In a third aspect, a media playback device is disclosed. The media playback device comprises a processor; and memory storing instructions that, when executed by the processor, cause the media playback device to: receive a sequence of media items including a generatable media item; at a first time, send a request to generate a manifest file associated with the generatable media item; receive the manifest file associated with the generatable media item, the manifest file including a uniform resource locator associated with media content for the generatable media item and a latency to generate the media content; determine a second time based at least in part on the latency to generate the media content; at the second time, use the uniform resource locator to request the media content from a content distribution network; receive, from the content distribution network, the media content; and output the media content.

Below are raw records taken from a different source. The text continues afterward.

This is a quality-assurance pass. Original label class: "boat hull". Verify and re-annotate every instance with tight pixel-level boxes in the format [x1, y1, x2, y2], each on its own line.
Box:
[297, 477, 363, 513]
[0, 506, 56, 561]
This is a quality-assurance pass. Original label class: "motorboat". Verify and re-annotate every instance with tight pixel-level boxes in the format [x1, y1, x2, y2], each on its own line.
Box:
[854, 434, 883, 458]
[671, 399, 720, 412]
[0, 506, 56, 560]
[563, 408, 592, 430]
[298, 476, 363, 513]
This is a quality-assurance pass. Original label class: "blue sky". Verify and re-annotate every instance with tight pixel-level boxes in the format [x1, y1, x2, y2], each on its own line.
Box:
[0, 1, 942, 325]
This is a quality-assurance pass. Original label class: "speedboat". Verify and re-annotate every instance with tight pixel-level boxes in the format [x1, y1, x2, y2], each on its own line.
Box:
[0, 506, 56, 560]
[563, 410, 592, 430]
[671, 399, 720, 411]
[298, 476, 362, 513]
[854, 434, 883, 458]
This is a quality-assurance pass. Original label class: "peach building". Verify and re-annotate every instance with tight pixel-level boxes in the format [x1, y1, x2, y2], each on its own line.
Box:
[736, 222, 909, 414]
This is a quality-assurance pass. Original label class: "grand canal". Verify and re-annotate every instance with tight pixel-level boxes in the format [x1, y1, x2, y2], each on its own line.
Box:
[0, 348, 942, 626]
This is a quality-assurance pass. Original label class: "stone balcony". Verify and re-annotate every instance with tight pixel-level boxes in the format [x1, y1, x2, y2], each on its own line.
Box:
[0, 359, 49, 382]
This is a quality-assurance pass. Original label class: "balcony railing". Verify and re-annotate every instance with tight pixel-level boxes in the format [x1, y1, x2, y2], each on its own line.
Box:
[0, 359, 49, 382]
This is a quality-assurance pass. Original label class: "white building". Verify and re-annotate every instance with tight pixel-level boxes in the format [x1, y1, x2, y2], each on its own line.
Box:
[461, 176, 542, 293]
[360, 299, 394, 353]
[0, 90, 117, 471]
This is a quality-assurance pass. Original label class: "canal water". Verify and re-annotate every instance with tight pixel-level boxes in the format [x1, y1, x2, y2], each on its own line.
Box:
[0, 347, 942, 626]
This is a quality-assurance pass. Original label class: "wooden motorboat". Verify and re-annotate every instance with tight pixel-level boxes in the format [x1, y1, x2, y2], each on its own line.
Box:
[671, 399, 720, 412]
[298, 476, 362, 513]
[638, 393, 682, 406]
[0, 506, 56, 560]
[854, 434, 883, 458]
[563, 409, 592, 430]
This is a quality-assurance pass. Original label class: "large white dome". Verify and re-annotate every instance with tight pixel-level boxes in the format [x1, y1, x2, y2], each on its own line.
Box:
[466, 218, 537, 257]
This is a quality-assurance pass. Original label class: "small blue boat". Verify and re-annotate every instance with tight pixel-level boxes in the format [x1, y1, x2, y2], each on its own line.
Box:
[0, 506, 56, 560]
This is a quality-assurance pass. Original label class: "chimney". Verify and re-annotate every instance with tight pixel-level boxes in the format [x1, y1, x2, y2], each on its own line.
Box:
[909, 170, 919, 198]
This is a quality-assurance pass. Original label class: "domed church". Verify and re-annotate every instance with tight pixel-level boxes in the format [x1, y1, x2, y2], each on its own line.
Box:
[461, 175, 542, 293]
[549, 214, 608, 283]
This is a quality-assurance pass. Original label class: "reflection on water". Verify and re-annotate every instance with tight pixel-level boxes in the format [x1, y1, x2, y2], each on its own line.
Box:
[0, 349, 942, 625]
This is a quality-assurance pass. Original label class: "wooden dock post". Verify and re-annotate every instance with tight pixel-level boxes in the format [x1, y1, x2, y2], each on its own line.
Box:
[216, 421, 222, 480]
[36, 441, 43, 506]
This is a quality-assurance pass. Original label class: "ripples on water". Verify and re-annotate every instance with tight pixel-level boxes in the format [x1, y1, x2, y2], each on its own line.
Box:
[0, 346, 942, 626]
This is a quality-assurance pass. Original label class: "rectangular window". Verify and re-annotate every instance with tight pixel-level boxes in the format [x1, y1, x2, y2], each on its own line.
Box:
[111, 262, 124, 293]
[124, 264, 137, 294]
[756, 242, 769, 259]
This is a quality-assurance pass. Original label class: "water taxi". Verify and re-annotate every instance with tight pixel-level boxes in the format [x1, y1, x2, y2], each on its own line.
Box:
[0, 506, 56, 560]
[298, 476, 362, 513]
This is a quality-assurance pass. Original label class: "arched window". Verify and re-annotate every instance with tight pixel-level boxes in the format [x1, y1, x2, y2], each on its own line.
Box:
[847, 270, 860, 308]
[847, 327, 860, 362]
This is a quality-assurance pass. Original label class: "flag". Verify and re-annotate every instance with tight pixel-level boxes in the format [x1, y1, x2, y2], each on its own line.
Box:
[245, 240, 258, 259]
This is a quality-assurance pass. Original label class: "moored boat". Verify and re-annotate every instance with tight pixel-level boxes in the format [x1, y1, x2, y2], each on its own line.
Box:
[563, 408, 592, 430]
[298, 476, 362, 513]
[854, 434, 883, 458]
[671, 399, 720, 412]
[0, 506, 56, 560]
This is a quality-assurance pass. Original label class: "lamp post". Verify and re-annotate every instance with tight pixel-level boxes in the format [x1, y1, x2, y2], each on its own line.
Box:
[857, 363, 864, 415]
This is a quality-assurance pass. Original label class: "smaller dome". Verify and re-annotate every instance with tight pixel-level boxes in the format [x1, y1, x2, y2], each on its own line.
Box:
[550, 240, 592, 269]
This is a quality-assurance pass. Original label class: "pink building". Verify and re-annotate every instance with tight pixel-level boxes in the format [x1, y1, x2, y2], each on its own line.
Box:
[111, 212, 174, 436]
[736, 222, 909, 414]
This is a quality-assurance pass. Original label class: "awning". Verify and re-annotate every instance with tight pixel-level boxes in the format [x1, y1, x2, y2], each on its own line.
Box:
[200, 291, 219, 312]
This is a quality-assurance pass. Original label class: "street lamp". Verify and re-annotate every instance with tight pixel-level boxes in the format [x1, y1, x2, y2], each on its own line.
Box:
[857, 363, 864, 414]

Various embodiments will be described in detail with reference to the drawings, wherein like reference numerals represent like parts and assemblies throughout the several views. Reference to various embodiments does not limit the scope of the claims attached hereto. Additionally, any examples set forth in this specification are not intended to be limiting and merely set forth some of the many possible embodiments for the appended claims.
The media playback device 102 may be a computing device, such as a smartphone a desktop or laptop computer, a smart watch, a smart television, a smart speaker, or another computing device. The media playback device 102 may be remote from the backend platform 104 and the CDN 106. For example, the media playback device 102 may access the backend platform 104 and the CDN 106 over the internet. The media playback device 102 may include a client application 103 that is installed on thereon or that is accessible by a program (e.g., a web browser) installed on the media playback device 102. In some embodiments, functions and components of the media playback device 102 may be separated into two or more computer systems.
The client application 103 may be a client-side application of a distributed digital media service and may be coupled with a server-side application that is integrated with the backend platform 104 and the CDN 106. Depending on the characteristics of the media playback device 102, characteristics of the client application 103 may vary. For example, the client application 103 may be a mobile application, a web browser, firmware, or another type of application. In some embodiments, the client application 103 is developed by—or otherwise associated with—an entity (such as a media service provider) that develops or controls the backend platform 104 or the CDN 106.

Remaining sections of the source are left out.